In my Flask application I have implemented a logging system using the logging library. It is currently run in a function below:
if __name__ == "__main__":
"""[Runs the webserver.
Finally block is used for some logging management. It will first shut down
logging, to ensure no files are open, then renames the file to 'log_'
+ the current date, and finally moves the file to the /logs archive
directory]
"""
try:
session_management.clean_uploads_on_start(UPLOAD_FOLDER)
app.run(debug=False)
finally:
try:
logging.shutdown()
new_log_file_name = log_management.rename_log(app.config['DEFAULT_LOG_NAME'])
log_management.move_log(new_log_file_name)
except FileNotFoundError:
logging.warning("Current log file not found")
except PermissionError:
logging.warning("Permissions lacking to rename or move log.")

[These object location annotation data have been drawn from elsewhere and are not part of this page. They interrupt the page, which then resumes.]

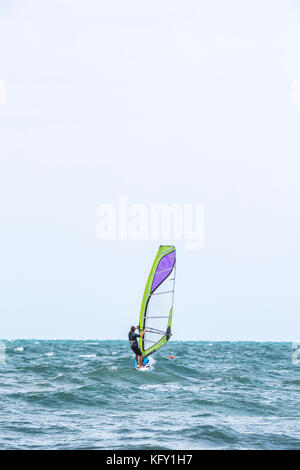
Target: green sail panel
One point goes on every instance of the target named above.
(157, 305)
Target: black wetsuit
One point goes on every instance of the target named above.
(133, 343)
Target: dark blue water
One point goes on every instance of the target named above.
(86, 395)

I discovered that the file is not renamed and moved if (either) the cmd prompt is force closed, or if the server crashes. I thought it might be better to put the rename and move into the initial 'try' block of the function, prior to the server starting, but I run into issues because I have a config file (which is imported in this script) which has the following code:
logging.basicConfig(filename='current_log.log', level=logging.INFO,
filemode='a',
format='%(asctime)s:%(levelname)s:%(message)s')
I have tried to do something like the below, but I still run into permission errors, but I think I am still running into errors because the log_management script also imports config. Further, I could not find a function which starts the logging system similar to logging.shutdown() which is used upon the system ending, otherwise I would shut it down, move the file (if it exists) and the start it back up.
try:
session_management.clean_uploads_on_start(UPLOAD_FOLDER)

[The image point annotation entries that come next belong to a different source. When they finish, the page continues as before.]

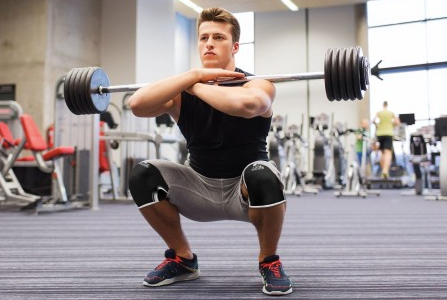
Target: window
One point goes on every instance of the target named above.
(412, 36)
(245, 58)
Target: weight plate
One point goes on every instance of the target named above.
(72, 92)
(87, 89)
(342, 74)
(356, 65)
(100, 101)
(350, 73)
(335, 74)
(75, 91)
(328, 75)
(80, 91)
(68, 100)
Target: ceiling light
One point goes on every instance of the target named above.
(290, 5)
(192, 5)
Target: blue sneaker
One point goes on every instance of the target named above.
(276, 282)
(173, 268)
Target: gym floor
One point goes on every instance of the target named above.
(387, 247)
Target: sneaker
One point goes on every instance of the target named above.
(173, 268)
(276, 281)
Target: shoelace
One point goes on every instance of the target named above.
(168, 260)
(275, 267)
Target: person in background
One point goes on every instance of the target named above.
(385, 121)
(362, 136)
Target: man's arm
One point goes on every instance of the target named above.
(253, 99)
(164, 96)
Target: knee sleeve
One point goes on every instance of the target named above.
(263, 186)
(147, 185)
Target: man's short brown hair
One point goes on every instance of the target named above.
(217, 14)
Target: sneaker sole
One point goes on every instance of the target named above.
(276, 293)
(183, 277)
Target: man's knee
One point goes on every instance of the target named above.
(147, 185)
(263, 185)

log_management.check_log_on_startup(app.config['DEFAULT_LOG_NAME'])
import config
app.run(debug=False)
finally:
try:
logging.shutdown()
new_log_file_name = log_management.rename_log(app.config['DEFAULT_LOG_NAME'])
log_management.move_log(new_log_file_name)
except FileNotFoundError:
logging.warning("Current log file not found")
except PermissionError:
logging.warning("Permissions lacking to rename or move log.")
# (in another script)
def check_log_on_startup(file_name):
if os.path.exists(file_name):
move_log(rename_log(file_name))
Any suggestions much welcomed, because I feel like I'm at a brick wall!
As you have already found out, trying to perform cleanups at the end of your process life cycle has the potential to fail if the process terminates uncleanly.
The issue with performing the cleanup at the start is, that you apparently call logging.basicConfig from your import before attempting to move the old log file.
This leads to the implicitly created FileHandler holding an open file object on the existing log when you attempt to rename and move it. Depending on the file system you are using, this might not be met with joy.
If you want to move the handling of potential old log files to the start of your application completely, you have to perform the renaming and moving before you call logging.basicConfig, so you'll have to remove it from your import and add it to the log_management somehow.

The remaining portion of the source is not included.